Understanding Project Funding

Financing any business project represents one of the biggest hurdles that entrepreneurs have to overcome to start up and give continuity to their businesses. Starting up or growing a business project involves making investments that require money.

Financing is the mechanism by which money is provided, or credit is granted to a person, company, or organization to carry out a project, purchase goods or services, cover the costs of an activity or work or meet its suppliers’ commitments.

Project finance is the funding (financing) of long-term infrastructure, industrial projects, and public services using a non-recourse or limited recourse financial structure. The debt and equity used to finance the project are paid back from the cash flow generated by the project.

If we do not have our resources, we have no choice but to turn to external financing sources, and the first thing that comes to mind is to get into debt with the banks. Until a couple of years ago, the options were clear:

  • Invest your own money and get into debt.
  • Ask for a government fund.
  • Approach seed capital or investors.
  • Apply for a bank loan or go to the Friends, Family, and Fools or FFF system.

As a consequence of the expansion of digital models and the global financial crisis of 2008 that caused the loss of credibility of economic systems and the decrease of credit available to Micro, Small, and Medium Enterprises, the financial industry diversified.

Financing is an essential driver for the development of the economy, as it allows companies to access resources to carry out their activities, plan their future, or expand. The most common way to obtain financing is through loans or credits from banks. In general, it is money that must be repaid in the near or distant future, with or without interest, in whole or in installments.

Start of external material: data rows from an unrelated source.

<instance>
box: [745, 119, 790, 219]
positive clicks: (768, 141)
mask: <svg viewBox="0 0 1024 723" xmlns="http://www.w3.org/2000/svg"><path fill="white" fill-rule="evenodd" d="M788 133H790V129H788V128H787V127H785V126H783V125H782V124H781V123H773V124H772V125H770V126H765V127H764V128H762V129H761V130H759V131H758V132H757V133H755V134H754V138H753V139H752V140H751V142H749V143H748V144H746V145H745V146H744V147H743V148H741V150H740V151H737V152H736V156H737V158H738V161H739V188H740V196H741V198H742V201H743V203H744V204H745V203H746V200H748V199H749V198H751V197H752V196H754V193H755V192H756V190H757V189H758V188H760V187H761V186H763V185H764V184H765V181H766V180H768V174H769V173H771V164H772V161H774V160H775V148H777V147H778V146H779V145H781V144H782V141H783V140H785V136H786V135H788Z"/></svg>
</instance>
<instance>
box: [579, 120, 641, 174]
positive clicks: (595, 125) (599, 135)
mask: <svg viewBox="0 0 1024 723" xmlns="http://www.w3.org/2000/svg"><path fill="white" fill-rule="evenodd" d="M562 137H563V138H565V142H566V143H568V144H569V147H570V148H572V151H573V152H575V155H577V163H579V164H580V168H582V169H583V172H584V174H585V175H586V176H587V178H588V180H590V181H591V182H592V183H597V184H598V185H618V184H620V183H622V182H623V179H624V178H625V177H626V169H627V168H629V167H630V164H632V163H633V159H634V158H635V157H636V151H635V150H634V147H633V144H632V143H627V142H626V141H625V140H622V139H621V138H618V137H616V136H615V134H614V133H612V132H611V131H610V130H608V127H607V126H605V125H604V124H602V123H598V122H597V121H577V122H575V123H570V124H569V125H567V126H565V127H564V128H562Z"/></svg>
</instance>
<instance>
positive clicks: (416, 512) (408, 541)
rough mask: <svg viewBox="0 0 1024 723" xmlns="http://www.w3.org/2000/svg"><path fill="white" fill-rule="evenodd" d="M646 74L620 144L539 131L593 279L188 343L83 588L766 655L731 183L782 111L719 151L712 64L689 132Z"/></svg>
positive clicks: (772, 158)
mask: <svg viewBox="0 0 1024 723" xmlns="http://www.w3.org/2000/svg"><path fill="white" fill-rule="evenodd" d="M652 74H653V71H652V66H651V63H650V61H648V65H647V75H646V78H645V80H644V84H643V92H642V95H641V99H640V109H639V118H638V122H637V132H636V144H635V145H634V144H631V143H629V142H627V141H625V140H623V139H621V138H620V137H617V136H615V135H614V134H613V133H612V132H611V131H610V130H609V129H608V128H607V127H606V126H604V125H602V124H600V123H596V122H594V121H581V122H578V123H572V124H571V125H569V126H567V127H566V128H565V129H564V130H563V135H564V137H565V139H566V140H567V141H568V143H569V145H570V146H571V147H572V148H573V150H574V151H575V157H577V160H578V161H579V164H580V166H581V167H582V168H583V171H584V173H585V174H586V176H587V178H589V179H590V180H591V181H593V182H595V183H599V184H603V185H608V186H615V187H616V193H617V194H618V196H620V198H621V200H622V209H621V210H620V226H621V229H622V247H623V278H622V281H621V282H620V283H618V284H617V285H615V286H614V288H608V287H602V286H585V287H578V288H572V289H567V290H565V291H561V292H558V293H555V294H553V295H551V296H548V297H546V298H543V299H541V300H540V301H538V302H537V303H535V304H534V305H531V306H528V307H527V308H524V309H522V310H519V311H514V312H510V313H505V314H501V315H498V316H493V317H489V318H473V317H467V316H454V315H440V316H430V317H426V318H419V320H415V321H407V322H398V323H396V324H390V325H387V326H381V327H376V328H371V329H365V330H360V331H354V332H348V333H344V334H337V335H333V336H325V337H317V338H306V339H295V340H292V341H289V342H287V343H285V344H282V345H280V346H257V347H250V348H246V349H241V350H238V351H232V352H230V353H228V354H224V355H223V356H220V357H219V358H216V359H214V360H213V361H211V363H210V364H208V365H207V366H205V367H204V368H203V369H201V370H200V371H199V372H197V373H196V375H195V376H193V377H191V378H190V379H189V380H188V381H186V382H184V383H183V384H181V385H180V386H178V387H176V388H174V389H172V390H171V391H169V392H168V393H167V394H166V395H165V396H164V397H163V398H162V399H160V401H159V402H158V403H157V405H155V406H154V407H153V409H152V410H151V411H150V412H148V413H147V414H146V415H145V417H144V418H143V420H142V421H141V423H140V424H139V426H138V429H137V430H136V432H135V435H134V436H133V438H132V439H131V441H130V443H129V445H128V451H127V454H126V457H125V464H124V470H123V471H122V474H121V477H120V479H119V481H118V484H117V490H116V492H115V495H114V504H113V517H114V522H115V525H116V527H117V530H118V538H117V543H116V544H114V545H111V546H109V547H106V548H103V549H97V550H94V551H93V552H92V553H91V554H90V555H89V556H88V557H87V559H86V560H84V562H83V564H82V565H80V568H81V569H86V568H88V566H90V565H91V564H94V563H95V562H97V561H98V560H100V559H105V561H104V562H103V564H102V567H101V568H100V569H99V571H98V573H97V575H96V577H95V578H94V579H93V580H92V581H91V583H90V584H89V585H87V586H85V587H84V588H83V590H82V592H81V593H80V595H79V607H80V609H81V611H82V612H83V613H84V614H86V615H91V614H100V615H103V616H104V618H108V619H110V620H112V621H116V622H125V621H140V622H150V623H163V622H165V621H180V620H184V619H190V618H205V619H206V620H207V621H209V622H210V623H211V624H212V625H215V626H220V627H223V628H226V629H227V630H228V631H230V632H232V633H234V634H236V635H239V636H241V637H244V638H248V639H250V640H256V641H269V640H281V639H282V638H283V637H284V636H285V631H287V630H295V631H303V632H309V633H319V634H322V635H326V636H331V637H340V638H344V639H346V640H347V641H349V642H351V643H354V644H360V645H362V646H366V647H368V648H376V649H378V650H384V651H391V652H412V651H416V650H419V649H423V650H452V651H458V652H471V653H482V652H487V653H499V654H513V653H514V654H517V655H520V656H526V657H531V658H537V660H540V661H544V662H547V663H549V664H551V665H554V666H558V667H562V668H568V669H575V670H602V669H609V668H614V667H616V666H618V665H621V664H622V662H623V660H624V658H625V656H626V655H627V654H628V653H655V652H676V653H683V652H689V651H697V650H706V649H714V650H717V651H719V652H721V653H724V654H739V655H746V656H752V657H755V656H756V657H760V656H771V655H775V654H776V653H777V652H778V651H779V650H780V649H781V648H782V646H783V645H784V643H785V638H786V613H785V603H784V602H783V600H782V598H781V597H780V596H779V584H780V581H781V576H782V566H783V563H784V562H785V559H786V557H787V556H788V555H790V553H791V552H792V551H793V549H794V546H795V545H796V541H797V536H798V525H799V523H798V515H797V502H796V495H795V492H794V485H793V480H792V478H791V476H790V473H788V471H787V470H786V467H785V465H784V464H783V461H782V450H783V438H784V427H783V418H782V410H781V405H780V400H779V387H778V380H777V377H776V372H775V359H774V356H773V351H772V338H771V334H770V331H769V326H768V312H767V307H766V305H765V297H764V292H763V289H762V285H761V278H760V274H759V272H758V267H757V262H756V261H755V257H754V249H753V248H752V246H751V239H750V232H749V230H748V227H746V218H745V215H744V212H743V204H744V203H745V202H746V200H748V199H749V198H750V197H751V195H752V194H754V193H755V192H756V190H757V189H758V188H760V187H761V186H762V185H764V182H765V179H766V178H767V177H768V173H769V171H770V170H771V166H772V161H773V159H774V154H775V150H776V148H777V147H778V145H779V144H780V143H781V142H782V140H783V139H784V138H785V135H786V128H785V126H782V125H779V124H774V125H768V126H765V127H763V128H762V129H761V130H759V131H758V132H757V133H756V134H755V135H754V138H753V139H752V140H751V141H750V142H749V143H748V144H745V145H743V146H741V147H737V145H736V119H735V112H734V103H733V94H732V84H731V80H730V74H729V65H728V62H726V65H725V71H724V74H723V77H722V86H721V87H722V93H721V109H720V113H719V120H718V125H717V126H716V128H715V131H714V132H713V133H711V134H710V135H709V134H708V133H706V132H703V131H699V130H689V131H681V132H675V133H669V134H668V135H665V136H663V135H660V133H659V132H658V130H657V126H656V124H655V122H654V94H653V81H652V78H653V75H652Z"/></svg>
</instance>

Here are a couple of the most common options:

  • In terms of timing, there are two types of financing: short-term and long-term.
  • Short-term financing: this is financing with a maturity of less than one year, such as, for example, bank loans.
  • Long-term financing: this is financing with a maturity of more than one year, although it may also have no deadline for repayment (when it comes from friends or relatives). This is the case of capital increases, self-financing or specific bank loans.
  • Depending on where they come from, financing can be divided into external and internal.
  • Internal financing: this is when the company uses its economic means, the product of its activity, to reinvest its profits in itself. It may come from reserves, own funds, amortizations, etc.
  • External financing: this comes from investors who are not part of the company—for example, bank financing or financing from a sponsor.
  • Financing can also be distinguished by taking into consideration the ownership of the project funding.
  • Own financing: is composed of those financial resources that belong to the company and that the company is not obliged to repay, such as reserves and capital stock.

External financing: this is composed of all the money that, although it is in the company, belongs to third parties and has entered the company through loans, so that at some point, it must be repaid.